O que eu digo do amor é certamente que não se pode falar dele.
Fala-me de amor- cançãozinha!
Eu falei da letra, da carta de amor, da declaração de amor, o que não é a mesma coisa que a fala de amor.

Não é outra coisa que eu digo quando digo que o amor é o signo de que trocamos de discurso.

O começo da sabedoria deveria ser começar a perceber que é nisso que o velho pai Freud rompeu os caminhos.
Foi daí que parti, pois isto, a mim mesmo, me tocou um pouquinho. Aliás, poderia tocar qualquer um, não é?,
ao perceber que o amor, se é verdade que ele tem relação com o Um, não faz ninguém sair de si mesmo.
Se é isto, só isto, nada mais do que isto, que Freud disse ao introduzir a função do amor narcísico, todo mundo sente, sentiu,
que o problema é de como é que pode haver um amor por um outro.
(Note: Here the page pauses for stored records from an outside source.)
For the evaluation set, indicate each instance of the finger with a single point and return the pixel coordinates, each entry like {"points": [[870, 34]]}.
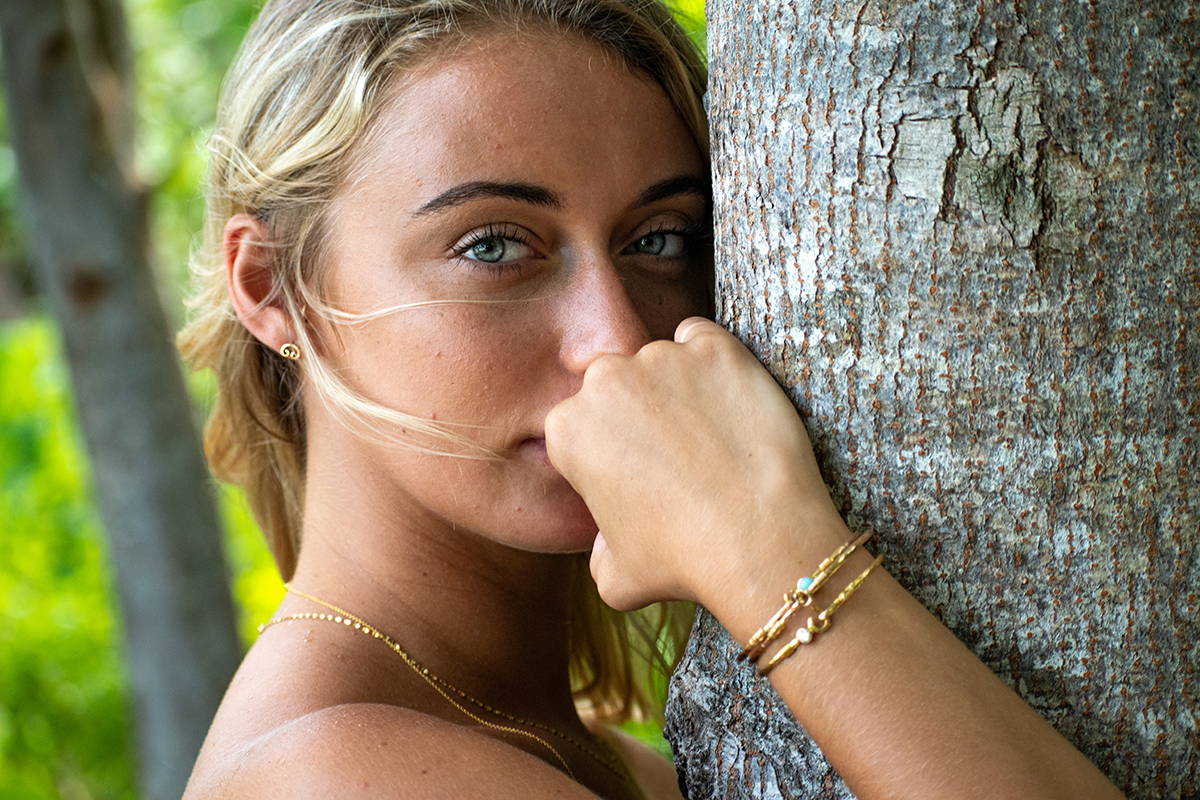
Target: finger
{"points": [[693, 325]]}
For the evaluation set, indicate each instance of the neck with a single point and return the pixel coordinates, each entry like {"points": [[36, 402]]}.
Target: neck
{"points": [[486, 618]]}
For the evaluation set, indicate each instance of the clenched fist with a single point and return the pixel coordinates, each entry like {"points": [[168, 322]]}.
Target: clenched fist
{"points": [[694, 464]]}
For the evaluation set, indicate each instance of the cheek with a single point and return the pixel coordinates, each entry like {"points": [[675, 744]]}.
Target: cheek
{"points": [[663, 306]]}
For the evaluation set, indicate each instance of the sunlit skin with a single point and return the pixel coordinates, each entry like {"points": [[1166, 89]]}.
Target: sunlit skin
{"points": [[465, 559], [595, 383]]}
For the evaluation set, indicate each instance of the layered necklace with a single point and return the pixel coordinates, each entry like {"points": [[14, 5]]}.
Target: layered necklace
{"points": [[455, 696]]}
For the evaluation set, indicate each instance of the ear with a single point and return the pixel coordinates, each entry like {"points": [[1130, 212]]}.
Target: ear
{"points": [[247, 269]]}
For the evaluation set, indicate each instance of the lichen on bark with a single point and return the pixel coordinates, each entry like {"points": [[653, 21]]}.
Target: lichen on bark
{"points": [[965, 235]]}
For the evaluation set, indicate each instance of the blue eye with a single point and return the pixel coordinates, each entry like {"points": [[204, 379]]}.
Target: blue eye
{"points": [[493, 247], [661, 244], [667, 244], [496, 250]]}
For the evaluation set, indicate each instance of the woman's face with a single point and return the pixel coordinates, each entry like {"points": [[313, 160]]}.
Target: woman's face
{"points": [[537, 174]]}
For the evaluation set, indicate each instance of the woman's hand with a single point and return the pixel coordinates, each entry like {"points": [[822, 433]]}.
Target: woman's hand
{"points": [[694, 464]]}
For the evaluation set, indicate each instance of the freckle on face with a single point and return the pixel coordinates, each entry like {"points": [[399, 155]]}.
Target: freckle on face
{"points": [[535, 108]]}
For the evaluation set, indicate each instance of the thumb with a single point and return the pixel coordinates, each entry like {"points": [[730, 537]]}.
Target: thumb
{"points": [[599, 553]]}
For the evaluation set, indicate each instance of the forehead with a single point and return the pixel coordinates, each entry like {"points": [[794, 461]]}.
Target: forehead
{"points": [[540, 107]]}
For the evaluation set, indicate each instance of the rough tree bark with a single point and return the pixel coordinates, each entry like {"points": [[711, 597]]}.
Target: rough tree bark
{"points": [[69, 86], [965, 235]]}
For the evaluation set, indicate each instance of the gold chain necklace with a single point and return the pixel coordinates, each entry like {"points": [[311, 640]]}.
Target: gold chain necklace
{"points": [[443, 687]]}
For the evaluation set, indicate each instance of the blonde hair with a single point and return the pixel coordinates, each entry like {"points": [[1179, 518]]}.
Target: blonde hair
{"points": [[307, 83]]}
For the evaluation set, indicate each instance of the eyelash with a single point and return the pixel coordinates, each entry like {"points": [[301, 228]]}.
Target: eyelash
{"points": [[693, 235], [491, 230]]}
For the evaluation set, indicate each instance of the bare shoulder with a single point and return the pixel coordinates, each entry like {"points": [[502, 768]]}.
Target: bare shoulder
{"points": [[375, 751], [654, 773]]}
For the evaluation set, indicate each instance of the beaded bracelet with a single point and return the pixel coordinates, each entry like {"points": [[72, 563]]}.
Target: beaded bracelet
{"points": [[821, 621], [801, 596]]}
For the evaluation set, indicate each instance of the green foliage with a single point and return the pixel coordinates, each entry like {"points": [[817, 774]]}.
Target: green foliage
{"points": [[65, 723]]}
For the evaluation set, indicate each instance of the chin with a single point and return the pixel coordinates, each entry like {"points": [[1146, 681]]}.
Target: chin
{"points": [[564, 527]]}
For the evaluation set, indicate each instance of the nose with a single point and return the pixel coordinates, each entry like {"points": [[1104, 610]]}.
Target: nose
{"points": [[599, 317]]}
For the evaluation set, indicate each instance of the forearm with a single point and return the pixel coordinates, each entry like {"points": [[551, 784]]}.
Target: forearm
{"points": [[895, 702]]}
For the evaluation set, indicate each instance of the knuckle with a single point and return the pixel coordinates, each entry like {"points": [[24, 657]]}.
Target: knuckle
{"points": [[655, 349], [603, 367]]}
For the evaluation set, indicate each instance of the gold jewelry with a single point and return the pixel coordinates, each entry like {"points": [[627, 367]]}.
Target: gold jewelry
{"points": [[442, 686], [801, 596], [825, 619]]}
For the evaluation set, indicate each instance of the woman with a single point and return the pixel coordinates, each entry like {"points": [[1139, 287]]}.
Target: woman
{"points": [[455, 274]]}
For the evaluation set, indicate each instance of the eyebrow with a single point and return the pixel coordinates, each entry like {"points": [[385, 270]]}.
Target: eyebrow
{"points": [[541, 196]]}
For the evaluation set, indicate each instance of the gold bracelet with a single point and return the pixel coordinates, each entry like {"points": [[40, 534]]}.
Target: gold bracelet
{"points": [[821, 623], [798, 597]]}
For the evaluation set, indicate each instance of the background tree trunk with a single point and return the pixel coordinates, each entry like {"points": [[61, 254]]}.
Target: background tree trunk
{"points": [[965, 235], [70, 96]]}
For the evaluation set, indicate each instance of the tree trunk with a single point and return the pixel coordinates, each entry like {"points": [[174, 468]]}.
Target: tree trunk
{"points": [[965, 236], [71, 120]]}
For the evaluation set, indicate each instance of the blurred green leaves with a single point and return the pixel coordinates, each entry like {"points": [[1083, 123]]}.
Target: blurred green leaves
{"points": [[64, 719]]}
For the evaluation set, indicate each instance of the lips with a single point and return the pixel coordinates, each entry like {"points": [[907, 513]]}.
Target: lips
{"points": [[535, 447]]}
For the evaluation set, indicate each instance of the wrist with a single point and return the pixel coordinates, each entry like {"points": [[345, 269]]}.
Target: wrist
{"points": [[753, 583]]}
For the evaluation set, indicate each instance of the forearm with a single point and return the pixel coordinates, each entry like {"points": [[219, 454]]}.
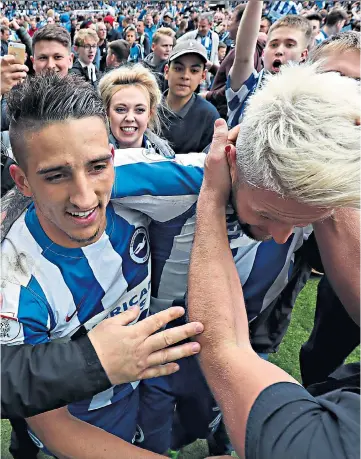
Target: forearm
{"points": [[213, 278], [235, 373], [83, 441], [246, 41], [338, 239]]}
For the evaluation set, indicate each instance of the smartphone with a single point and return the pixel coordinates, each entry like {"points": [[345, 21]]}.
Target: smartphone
{"points": [[17, 50]]}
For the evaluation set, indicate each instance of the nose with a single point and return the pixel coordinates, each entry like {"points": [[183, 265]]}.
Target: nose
{"points": [[280, 232], [82, 195]]}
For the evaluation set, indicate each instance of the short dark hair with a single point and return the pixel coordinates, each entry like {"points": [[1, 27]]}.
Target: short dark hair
{"points": [[49, 98], [4, 28], [53, 32], [120, 49], [336, 15]]}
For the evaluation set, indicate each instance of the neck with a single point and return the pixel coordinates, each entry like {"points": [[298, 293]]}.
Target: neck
{"points": [[157, 60], [176, 103]]}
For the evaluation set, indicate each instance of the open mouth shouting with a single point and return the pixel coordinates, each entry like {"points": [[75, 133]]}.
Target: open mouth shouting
{"points": [[128, 130]]}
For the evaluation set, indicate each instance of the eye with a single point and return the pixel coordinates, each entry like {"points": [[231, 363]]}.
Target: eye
{"points": [[99, 167]]}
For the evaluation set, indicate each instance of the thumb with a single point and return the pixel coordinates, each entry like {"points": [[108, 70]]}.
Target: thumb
{"points": [[125, 318], [220, 137]]}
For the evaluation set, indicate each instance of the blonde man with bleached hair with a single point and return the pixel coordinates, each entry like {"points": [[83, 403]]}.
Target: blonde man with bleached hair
{"points": [[340, 53], [299, 138]]}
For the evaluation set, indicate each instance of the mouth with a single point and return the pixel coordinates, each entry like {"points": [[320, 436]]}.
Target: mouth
{"points": [[129, 130], [85, 217]]}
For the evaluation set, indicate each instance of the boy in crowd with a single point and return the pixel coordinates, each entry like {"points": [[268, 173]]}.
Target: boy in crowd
{"points": [[136, 51], [335, 21], [118, 54], [52, 50], [86, 44], [102, 46], [190, 126], [288, 40], [163, 42]]}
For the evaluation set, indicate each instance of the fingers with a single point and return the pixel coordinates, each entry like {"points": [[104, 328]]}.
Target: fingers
{"points": [[219, 141], [154, 323], [166, 338], [161, 370], [173, 353], [233, 134]]}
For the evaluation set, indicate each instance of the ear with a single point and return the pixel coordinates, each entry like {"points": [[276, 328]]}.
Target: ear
{"points": [[304, 55], [21, 182]]}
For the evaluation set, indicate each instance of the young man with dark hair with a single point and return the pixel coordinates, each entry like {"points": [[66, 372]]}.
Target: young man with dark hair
{"points": [[52, 50], [163, 42], [67, 291], [190, 126], [118, 54], [86, 45]]}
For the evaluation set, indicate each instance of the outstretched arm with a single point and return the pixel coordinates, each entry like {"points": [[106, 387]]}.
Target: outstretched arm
{"points": [[246, 41]]}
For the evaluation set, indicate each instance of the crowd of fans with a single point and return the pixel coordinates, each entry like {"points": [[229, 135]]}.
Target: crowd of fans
{"points": [[164, 73]]}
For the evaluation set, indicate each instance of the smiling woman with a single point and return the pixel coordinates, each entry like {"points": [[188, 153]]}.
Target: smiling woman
{"points": [[132, 100]]}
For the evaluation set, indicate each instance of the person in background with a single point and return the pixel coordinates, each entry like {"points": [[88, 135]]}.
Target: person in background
{"points": [[217, 94], [265, 25], [316, 22], [86, 44], [112, 33], [288, 40], [335, 21], [143, 38], [118, 54], [136, 51], [182, 28], [163, 42], [102, 46], [222, 50], [189, 127], [149, 28], [206, 37], [32, 28]]}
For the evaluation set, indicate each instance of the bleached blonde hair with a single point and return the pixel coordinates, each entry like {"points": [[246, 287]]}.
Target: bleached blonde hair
{"points": [[299, 137]]}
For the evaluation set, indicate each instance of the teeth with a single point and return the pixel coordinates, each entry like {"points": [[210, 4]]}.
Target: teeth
{"points": [[129, 129], [81, 214]]}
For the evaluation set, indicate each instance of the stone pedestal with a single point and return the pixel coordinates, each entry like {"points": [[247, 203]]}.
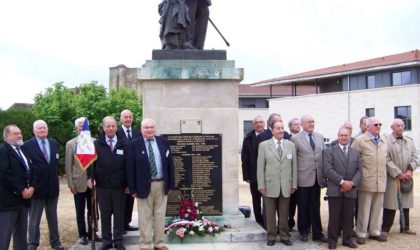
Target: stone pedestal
{"points": [[205, 88]]}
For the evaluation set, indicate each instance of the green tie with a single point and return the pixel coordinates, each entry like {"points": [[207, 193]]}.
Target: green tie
{"points": [[152, 158]]}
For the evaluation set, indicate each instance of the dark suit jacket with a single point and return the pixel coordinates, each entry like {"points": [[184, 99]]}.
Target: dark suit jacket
{"points": [[138, 166], [45, 175], [134, 133], [110, 167], [13, 179], [338, 167], [309, 159], [249, 156]]}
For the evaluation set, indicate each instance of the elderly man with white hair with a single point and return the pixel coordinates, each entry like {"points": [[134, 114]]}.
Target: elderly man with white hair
{"points": [[43, 152]]}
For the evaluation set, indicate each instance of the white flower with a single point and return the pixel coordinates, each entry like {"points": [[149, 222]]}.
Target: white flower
{"points": [[197, 223]]}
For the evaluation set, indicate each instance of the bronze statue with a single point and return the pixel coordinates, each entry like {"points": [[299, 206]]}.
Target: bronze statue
{"points": [[183, 23]]}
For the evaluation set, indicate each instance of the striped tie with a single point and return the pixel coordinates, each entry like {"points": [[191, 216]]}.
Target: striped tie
{"points": [[152, 158]]}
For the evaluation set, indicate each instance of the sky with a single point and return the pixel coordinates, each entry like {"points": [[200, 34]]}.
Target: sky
{"points": [[47, 41]]}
Falar de amor, com efeito, não se faz outra coisa no discurso analítico.
O que em discurso analítico nos traz- e é esta talvez, no fim de tudo, a razão de sua emergência num certo ponto do discurso científico- é que falar de amor é, em si mesmo, um gozo.

Penso em vocês. Isto não quer dizer que penso vocês.
Alguém aqui talvez se lembre do que falei sobre uma língua na qual se diria- amo em vocês, no que ela se modelaria, melhor do que outras, sobre o caráter indireto desse ataque que se chama o amor.

Lacan- O Seminário- Mais, Ainda.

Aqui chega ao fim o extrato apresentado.